Les États-Unis ont imposé des sanctions à l’encontre d’une importante raffinerie d’or basée au Rwanda, ainsi qu’à deux de ses dirigeants, pour leur implication présumée dans un trafic de minerais en provenance des zones contrôlées par les rebelles en République démocratique du Congo (RDC).
Selon Washington, ce réseau opérait de concert avec le groupe rebelle M23, qui contrôle des territoires congolais riches en or et en coltan, un minerai essentiel à l’industrie électronique.
Le Rwanda a toujours nié tout soutien au M23, malgré les preuves accablantes rapportées par des experts de l’ONU. Le gouvernement rwandais n’a pas encore réagi à ces nouvelles sanctions, mais avait déjà qualifié de mesures précédentes d’injustes et de partiales.

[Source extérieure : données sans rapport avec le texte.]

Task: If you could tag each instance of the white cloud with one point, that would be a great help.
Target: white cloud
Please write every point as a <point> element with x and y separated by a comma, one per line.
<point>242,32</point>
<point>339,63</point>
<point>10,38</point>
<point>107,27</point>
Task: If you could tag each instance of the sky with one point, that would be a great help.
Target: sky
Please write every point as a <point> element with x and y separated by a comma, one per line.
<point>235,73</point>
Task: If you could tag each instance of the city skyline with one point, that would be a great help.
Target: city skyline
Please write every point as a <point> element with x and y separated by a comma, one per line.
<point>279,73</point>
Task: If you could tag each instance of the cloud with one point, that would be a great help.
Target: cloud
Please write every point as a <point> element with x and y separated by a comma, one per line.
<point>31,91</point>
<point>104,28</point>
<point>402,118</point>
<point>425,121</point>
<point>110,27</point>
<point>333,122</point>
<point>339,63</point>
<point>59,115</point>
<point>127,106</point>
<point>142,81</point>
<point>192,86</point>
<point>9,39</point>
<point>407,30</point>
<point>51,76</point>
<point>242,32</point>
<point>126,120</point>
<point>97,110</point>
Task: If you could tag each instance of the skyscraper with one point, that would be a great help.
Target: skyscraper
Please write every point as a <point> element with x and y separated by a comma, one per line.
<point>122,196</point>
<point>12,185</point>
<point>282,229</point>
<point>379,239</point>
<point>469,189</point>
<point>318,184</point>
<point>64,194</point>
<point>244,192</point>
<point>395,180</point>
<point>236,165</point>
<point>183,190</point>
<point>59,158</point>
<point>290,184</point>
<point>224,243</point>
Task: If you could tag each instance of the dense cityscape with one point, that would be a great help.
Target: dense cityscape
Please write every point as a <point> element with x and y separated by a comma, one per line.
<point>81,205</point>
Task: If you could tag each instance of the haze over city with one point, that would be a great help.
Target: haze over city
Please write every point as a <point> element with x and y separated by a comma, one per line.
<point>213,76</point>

Les sanctions, annoncées jeudi, ciblent la raffinerie Gasabo Gold, son président Jean Malic Kalima et son directeur général Bosco Kayobotsi. Selon le communiqué américain, au moins 60 kilogrammes d’or, d’une valeur de plusieurs millions de dollars, ont été acheminés clandestinement depuis l’est de la RDC vers cette raffinerie au début de l’année 2026. Des responsables gouvernementaux et des soldats rwandais auraient supervisé ce système.
L’année dernière, Gasabo Gold avait déjà été sanctionnée par l’Union européenne pour avoir profit du conflit armé en RDC.
Trois autres sociétés minières appartenant à M. Kalima – Bugambira Mines, Wolfram Mining and Processing et Rwinkwavu Mining Corporation – ont également été frappées par les sanctions américaines. Les entités visées n’ont pas répondu aux demandes de commentaires. Leurs actifs sous juridiction américaine seront gelés, et les citoyens et entreprises américains ne pourront plus traiter avec elles.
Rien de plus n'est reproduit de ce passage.